Le gisement d’éléments de terres rares de Beylikova offre à cet égard une opportunité stratégique. Une ressource de 694 millions de tonnes y a été identifiée, et les préparatifs se poursuivent pour une installation industrielle prévue pour traiter 570 000 tonnes de minerai par an. Mais extraire le minerai du sol ne suffit pas. La véritable valeur ajoutée revient aux pays capables de séparer les éléments de terres rares, de les traiter à haute pureté et de les transformer en aimants, batteries, systèmes de défense ou produits de haute technologie. Le véritable objectif de la Turquie ne devrait pas être de devenir exportatrice de minerais, mais de bâtir une industrie de haute technologie à partir de ces ressources.

L’énergie nucléaire constitue une autre pièce de ce tableau du point de vue de la production électrique continue. Une fois achevée, la centrale nucléaire d’Akkuyu devrait produire environ 35 térawattheures d’électricité par an et couvrir près de 10 % de la consommation électrique actuelle de la Turquie. Les travaux menés pour de nouvelles centrales à Sinop et en Thrace, ainsi que pour de petits réacteurs modulaires, montrent qu’il est prévu que le nucléaire occupe à l’avenir une part plus importante.

La Turquie peut-elle transformer sa dépendance énergétique en puissance ?
La construction du premier réacteur de la centrale nucléaire d’Akkuyu était achevée à 99 % en 2026. L’objectif est que les quatre unités de la centrale fonctionnent à pleine capacité en 2028.

Il est toutefois évident qu’un programme nucléaire excessivement dépendant de la technologie, du combustible, du financement et du modèle d’exploitation étrangers ne garantira pas à lui seul une “indépendance totale”. Il faut développer les capacités d’ingénierie nucléaire, la connaissance du cycle du combustible, la chaîne d’approvisionnement nationale et les organismes de régulation. Le fait que la centrale soit construite en Turquie importe, mais il est tout aussi important de savoir quelle part de la technologie qui se trouve derrière cette centrale est apprise et produite par la Turquie.

En résumé, l’indépendance énergétique de la Turquie ne signifie pas qu’elle extraira tout son pétrole et tout son gaz naturel de son propre territoire. Un tel objectif n’est ni réaliste ni nécessaire dans les marchés énergétiques interconnectés d’aujourd’hui. La véritable indépendance consiste à ne pas être contraint de dépendre d’un seul pays, d’un seul combustible, d’un seul gazoduc ou d’un seul fournisseur de technologie.

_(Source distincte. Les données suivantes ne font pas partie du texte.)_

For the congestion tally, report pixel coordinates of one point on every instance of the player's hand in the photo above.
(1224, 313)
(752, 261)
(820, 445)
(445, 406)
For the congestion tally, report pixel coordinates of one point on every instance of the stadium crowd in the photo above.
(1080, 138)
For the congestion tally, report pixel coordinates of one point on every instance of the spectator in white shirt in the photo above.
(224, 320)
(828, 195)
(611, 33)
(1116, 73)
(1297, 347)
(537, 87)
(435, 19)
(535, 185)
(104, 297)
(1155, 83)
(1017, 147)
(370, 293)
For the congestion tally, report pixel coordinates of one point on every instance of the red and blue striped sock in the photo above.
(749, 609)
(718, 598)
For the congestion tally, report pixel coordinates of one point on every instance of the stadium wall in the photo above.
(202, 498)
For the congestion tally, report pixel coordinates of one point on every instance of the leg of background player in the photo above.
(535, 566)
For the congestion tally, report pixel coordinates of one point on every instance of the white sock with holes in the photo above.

L’opportunité qui s’offre à la Turquie est considérable : si les bonnes stratégies continuent d’être menées dans l’énergie, le pays pourrait devenir un État qui produit en mer Noire, extrait du pétrole à Gabar, fore en Somalie, prend des participations dans des champs en Libye et en Irak, transporte de l’énergie entre le Caucase et l’Europe, stocke du gaz, augmente sa capacité renouvelable, apprend la technologie nucléaire et transforme ses minerais critiques en industrie.

Mais pour que cela se réalise, les réserves annoncées doivent se transformer en production, les accords signés en partenariats durables, et le minerai extrait en produits de haute technologie. L’indépendance énergétique ne se gagne pas avec l’annonce d’une découverte ; elle se construit par des décennies de planification, d’investissement technologique et de détermination institutionnelle. Si la Turquie parvient à achever ce parcours, elle ne réduira pas seulement sa facture énergétique : elle cessera d’être un pays dont la carte énergétique environnante est dessinée par d’autres pour devenir l’un des acteurs qui tracent cette carte.